First, i’ll maket two new data frames, one for men and one for women.
cdcm <- subset(cdc, gender == "m")
cdcf <- subset(cdc, gender == "f")
next, i’ll print the summary statistics for these
summary(cdcm$wdiff)
## Min. 1st Qu. Median Mean 3rd Qu. Max.
## -500.00 0.00 5.00 10.71 20.00 300.00
summary(cdcf$wdiff)
## Min. 1st Qu. Median Mean 3rd Qu. Max.
## -83.00 0.00 10.00 18.15 27.00 300.00
Then I will print out the boxplot
ggplot(cdc, aes(y = wdiff, x = gender)) + geom_boxplot()

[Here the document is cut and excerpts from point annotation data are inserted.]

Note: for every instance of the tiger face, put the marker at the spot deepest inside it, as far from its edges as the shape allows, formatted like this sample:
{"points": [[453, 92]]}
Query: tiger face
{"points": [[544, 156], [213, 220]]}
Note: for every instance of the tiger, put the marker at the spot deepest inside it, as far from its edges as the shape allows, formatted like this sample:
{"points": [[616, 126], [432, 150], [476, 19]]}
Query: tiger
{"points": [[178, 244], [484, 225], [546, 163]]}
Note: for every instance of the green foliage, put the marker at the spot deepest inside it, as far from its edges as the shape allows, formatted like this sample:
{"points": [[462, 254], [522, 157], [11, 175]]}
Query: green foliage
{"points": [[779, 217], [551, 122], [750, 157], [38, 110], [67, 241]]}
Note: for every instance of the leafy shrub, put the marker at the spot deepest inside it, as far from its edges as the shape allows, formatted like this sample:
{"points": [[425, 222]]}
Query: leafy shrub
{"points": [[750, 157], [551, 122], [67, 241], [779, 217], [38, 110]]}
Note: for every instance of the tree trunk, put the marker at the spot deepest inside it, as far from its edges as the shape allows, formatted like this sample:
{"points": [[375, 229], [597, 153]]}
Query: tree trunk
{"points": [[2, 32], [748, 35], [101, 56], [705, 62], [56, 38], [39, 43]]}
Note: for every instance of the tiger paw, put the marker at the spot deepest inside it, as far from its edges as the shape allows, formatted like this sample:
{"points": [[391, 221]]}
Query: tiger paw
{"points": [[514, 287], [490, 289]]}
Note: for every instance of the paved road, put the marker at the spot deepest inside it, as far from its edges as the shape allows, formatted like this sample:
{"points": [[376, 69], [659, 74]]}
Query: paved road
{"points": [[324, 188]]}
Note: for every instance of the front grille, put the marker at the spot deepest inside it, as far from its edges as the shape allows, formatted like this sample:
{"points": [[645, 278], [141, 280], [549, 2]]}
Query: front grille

It’s hard to tell anything from the boxplots themselves due to the large difference for some samples; however, the summary statistics show that women tend to have a higher median wdiff which means that men tend to view their weight as closer to their desireable weight than women. Additionally, the IQR for men is smaller so that inidcates there is less variability in their responses.
Mean of weight
mean(cdc$weight)
## [1] 169.683
Standard deviation of weight
sd(cdc$weight)
## [1] 40.08097
Proportion of weigths with one standard deviation of the mean
sum(mean(cdc$weight) + sd(cdc$weight) > cdc$weight & mean(cdc$weight) -
sd(cdc$weight) < cdc$weight)/nrow(cdc)
## [1] 0.7076
70.76% of the weights in the data set are within one standard deviation of the mean.